Can anyone tell me which is a better and cleaner approach to LogToFileging this way?
Best Answer
When you added logging, you introduced two things:
Each of these has problems has its own, relatively simple solution:
Break the code up into smaller functions. Instead of having one giant function that contains all your copies as well as log messages for error/success, you could introduce a function "CopyFile", that would copy exactly one file and logs it's own result. That way your main code would just consist of CopyFile calls and would remain easy to read.
You could make your logger smarter. Instead of passing in a giant string that has a lot of repetitive information, you could pass in enumerations values that would make things clearer. Or you could define more specialized Log() functions, i.e. LogFileCopy, LogDbInsert... Whatever you repeat a lot, consider factoring that out into its own function.
If you follow (1), you could have code that looks like this:
Then your CopyFile() just needs few lines of code to do the action and log its result, so all your code remains concise and easy to read.

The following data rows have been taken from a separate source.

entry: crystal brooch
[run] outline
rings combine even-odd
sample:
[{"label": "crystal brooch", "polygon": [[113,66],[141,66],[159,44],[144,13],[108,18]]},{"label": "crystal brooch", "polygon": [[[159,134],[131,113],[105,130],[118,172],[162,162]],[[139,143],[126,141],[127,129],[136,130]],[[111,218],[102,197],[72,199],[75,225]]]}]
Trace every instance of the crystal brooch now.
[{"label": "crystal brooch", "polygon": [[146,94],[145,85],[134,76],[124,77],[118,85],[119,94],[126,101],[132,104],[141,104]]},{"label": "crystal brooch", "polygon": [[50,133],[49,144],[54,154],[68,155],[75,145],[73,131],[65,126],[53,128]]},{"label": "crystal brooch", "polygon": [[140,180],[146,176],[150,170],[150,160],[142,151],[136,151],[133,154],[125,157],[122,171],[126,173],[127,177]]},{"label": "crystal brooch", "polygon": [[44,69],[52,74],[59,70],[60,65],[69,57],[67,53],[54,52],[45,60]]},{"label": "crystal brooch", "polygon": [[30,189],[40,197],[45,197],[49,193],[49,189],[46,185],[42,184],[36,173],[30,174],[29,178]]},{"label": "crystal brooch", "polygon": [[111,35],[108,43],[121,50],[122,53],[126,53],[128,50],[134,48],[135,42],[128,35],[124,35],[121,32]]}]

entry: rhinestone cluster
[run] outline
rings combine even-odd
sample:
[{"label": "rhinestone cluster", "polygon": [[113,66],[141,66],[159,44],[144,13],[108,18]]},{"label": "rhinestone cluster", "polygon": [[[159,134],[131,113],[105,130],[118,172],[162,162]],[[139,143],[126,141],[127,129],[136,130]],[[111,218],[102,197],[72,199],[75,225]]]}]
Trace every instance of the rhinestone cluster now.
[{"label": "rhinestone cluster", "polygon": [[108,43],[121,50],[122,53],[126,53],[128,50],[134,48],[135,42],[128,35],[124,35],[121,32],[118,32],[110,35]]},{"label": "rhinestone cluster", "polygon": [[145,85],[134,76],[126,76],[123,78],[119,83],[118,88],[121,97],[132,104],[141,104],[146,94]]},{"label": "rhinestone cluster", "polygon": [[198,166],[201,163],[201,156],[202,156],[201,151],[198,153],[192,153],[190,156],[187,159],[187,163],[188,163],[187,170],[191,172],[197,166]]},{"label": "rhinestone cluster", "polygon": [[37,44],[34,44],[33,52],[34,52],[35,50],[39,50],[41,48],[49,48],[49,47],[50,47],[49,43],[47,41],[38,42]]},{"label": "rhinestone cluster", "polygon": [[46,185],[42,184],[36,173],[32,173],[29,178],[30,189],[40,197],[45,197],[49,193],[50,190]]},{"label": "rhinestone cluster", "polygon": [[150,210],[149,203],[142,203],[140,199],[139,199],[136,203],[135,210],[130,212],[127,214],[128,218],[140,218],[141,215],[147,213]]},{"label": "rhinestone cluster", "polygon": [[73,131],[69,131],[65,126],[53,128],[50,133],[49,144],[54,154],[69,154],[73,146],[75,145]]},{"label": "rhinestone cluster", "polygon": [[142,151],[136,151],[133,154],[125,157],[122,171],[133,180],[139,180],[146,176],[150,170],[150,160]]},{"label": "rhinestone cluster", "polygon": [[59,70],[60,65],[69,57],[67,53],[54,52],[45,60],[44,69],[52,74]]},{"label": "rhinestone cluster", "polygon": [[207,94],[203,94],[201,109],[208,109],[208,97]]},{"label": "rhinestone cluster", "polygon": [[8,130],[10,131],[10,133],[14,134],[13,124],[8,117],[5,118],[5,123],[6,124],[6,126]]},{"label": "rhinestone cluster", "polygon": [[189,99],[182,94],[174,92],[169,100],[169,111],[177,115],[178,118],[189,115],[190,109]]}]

I would stay away from your approach #2 as you are detaching information that should stay together into different modules. You are just asking for your main code to get out of sync with your log statements. But looking at LogMyMessage( 5 ), you'll never know that.
UPDATE (response to comment): I'm not familiar with exact language you are using, so this part might have to be adapted a bit. It seems all your log messages identify 3 things: component, action, outcome.
I think this is pretty much what MainMa suggested. Instead of passing actual string, define constants (in C/C++/C#, they would be part of enum enumeration type). So for example for components, you might have: DbInstall, AppFiles, Registry, Shortcuts... Anything that make the code smaller will make it easy to read.
It would also help if your language supported variable parameter passing, not sure if that's possible. So for example if action is "FileCopy", you could define that action to have two additional user parameters: file name and destination directory.
So your file copying lines would look something like this:
*note, there's also no reason to copy/paste the log line twice if you can store the result of the operation in a separate local variable and just pass that variable into Log().
You see the theme here, right? Less repetitive code -> more readable code.